I also only used Upgrade option. The supposedly worst option.
My SSD did die on me when I was on Win11.
I think I might have reached the read and write limits on it. So I went and bought a new one and hope it'll last longer than 10 years.
I personally feel like hardware and software quality have slipped in recent years. Post-pandemic hardware seems far more prone to fault (but I'm basing this on my own experience and of a rather small sample size, but it's shocking to me that perhaps over half of my hardware issues occurred in the last few years when my total time span is about two decades), and software has slipped more into a "push it out the door, maybe fix it later" mindset.

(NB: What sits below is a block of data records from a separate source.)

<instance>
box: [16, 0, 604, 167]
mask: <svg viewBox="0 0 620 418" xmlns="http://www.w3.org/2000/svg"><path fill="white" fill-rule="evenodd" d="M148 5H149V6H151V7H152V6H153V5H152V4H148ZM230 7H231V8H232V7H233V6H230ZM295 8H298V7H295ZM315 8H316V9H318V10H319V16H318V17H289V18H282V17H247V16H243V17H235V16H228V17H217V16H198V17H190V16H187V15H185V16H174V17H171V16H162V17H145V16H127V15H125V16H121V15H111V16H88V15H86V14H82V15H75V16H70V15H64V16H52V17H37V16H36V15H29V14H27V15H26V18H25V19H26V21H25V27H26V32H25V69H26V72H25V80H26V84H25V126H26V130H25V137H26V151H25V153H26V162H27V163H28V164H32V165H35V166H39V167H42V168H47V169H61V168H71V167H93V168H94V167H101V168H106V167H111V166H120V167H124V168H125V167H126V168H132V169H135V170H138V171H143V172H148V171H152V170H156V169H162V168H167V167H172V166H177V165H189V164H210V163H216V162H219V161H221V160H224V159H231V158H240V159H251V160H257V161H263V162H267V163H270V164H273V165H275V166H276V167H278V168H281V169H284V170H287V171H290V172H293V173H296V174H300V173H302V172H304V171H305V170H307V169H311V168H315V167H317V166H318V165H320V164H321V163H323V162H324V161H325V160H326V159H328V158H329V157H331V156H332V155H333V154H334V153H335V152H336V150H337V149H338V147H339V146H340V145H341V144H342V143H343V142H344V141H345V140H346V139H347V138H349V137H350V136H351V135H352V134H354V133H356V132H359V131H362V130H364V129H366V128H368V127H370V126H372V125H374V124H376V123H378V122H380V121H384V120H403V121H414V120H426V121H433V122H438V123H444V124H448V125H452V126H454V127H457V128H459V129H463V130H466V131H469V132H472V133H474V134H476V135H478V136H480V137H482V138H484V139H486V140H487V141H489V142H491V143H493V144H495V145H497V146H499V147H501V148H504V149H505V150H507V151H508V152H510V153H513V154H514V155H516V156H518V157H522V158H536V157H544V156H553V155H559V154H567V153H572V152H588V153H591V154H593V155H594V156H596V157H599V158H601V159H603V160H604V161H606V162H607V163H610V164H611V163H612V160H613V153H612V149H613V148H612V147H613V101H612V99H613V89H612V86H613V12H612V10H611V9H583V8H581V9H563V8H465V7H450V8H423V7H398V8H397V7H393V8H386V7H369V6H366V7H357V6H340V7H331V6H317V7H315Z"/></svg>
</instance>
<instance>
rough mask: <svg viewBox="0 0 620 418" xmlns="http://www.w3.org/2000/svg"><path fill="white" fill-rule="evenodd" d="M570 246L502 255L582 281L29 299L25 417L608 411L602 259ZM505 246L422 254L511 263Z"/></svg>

But at the same time, I haven't had to reinstall Windows 7+ often (almost never), whereas I was doing it on the regular with Windows XP (usually for small issues and not show stopping ones though). One difference is I tinkered more back then. I ran registry cleaners, played with services and page file settings, and so on. And we had periods of time where hardware was problematic bad then too (the capacitor plague and the issues with late 2000s GPUs failing due to cracking solder come to mind).
No, there's no need to reinstall an OS just because a certain amount of time has passed. Reinstall it if a need arises. That was basically always true but it is more so these days. Windows 9x was vastly different, and even Windows XP is far different from modern Windows.
With these OS doing a complete C Drive wipe + clean install via USB is optional.